Ahmad Qandil : Les hydrocarbures livrés par la compagnie nationale pétrolière saoudienne, Aramco, (700 000 tonnes de produits pétroliers par mois) étaient payés à des taux préférentiels. Autrement dit, l’Egypte payait ces produits à long terme avec un taux d’intérêt d’environ 1,5 % seulement. Des conditions d’achat très favorables pour le pays, puisque l’acquisition de ces hydrocarbures n’avait pas de grand impact sur le budget annuel. C’est pourquoi la décision inattendue d’Aramco de suspendre la livraison de ces produits a été perturbante pour le pays. Mais de façon générale, l’Egypte a les capacités de combler ce déficit sans que cela vienne déséquilibrer le marché.
— Quelles sont les alternatives dont dispose Le Caire ?
— L’Egypte a lancé des appels d’offres sur les marchés internationaux pour importer la quantité de pétrole dont le pays a besoin. De hauts responsables égyptiens se sont également entretenus avec d’autres pays arabes « frères » comme le Koweït, les Emirats arabes unis, l’Iraq et la Libye. Plusieurs accords ont déjà été signés et sont sur le point d’être appliqués.
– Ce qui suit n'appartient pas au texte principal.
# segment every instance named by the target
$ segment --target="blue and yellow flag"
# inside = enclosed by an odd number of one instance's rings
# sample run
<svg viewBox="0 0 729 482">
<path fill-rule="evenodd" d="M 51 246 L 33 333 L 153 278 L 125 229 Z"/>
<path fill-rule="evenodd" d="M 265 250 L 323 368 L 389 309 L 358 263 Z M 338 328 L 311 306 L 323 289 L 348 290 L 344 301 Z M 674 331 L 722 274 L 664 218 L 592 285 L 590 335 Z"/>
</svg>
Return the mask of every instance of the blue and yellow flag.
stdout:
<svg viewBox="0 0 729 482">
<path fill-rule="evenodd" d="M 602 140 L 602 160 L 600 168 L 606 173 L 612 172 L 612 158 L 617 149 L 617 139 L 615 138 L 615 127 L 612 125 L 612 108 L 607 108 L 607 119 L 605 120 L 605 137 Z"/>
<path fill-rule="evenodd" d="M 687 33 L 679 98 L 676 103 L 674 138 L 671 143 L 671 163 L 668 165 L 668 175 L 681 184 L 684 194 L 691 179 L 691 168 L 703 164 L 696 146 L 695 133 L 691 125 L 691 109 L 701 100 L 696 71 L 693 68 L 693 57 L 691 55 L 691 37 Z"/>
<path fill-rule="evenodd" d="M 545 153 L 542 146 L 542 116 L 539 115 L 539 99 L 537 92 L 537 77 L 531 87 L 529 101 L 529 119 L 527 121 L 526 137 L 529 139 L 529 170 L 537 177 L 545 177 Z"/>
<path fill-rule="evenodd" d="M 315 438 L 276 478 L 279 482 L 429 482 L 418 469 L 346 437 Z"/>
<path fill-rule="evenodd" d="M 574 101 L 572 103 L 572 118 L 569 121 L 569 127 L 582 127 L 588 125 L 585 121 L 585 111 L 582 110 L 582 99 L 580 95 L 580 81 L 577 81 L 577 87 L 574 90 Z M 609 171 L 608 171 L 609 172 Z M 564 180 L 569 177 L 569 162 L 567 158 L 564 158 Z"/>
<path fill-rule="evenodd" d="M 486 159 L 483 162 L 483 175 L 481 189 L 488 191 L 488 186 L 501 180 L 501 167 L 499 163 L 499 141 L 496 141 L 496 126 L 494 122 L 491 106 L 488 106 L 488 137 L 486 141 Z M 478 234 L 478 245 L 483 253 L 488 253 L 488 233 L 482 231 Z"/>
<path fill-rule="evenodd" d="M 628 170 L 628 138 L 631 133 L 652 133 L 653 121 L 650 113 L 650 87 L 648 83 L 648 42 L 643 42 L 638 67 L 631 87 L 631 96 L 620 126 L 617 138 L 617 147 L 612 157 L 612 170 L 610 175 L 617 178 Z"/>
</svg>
— Pensez-vous que ces nouveaux accords permettent de subvenir aux besoins pétroliers du pays ?
— N’importe quelle démarche permettant d’acquérir de nouveaux partenaires est un pas en avant pour notre sécurité énergique, et celle-ci passe avant tout par la diversification des partenaires. L’Egypte ne doit pas dépendre d’une seule source pour subvenir à ses besoins en hydrocarbures, et nous travaillons actuellement à cette diversification.
— A votre avis, qui sera le grand gagnant de ces accords, l’Egypte ou ses partenaires étrangers ?
— Cela dépendra de chaque contrat. Dans le passé, le domaine pétrolier était extrêmement corrompu, ce qui influençait les bénéfices réels du pays. Aujourd’hui, nous connaissons les erreurs à ne pas répéter et nos négociateurs font tout leur possible pour réussir à obtenir des clauses favorables à l’Egypte. A noter que les députés étudient également les articles de ces contrats avant qu’ils ne soient signés.
— Qu’en est-il des récentes découvertes dans le secteur ?
— Ces dernières années, plusieurs champs pétroliers et gaziers ont été découverts, et leur production participe déjà à combler une partie des besoins en hydrocarbures du pays. Le gouvernement égyptien prévoit l’arrivée à une autosuffisance en gaz naturel d’ici 2020. Et les investissements effectués dans les énergies renouvelables, notamment l’énergie solaire, devraient jouer un grand rôle dans les prochaines années également.
— Pensez-vous que ce projet d’autosuffisance soit réalisable ?
— Je suis optimiste concernant la période à venir. Le gouvernement égyptien travaille très dur sur ce dossier. Cependant, nous avons un problème de transparence et de communication interne. Les différents appareils de l’Etat cachent beaucoup d’informations concernant les capacités de production ou les clauses des contrats aux experts et aux députés, ce qui pose de réels problèmes.
— Comment évaluez-vous le plan de réforme des subventions des produits pétroliers ?
— Au départ, le gouvernement voulait appliquer le système de la carte intelligente pour rationaliser les subventions avec l’objectif qu’elles soient destinées à ceux qui en ont vraiment besoin. Mais en fait, ce système n’est pas du tout « intelligent ». Il a déjà été appliqué dans le domaine du pain et il a totalement échoué, notamment à cause des problèmes de corruption.
— Quelle solution reste-t-il alors ?
— D’après moi, la solution qui sera d’ailleurs rejetée par beaucoup d’experts est d’annuler les subventions à l’énergie et d’utiliser l’argent ainsi économisé dans la lutte contre la corruption qui touche ce domaine. Mais pour le moment, la réforme des subventions des produits pétroliers est toujours en train d’être étudiée.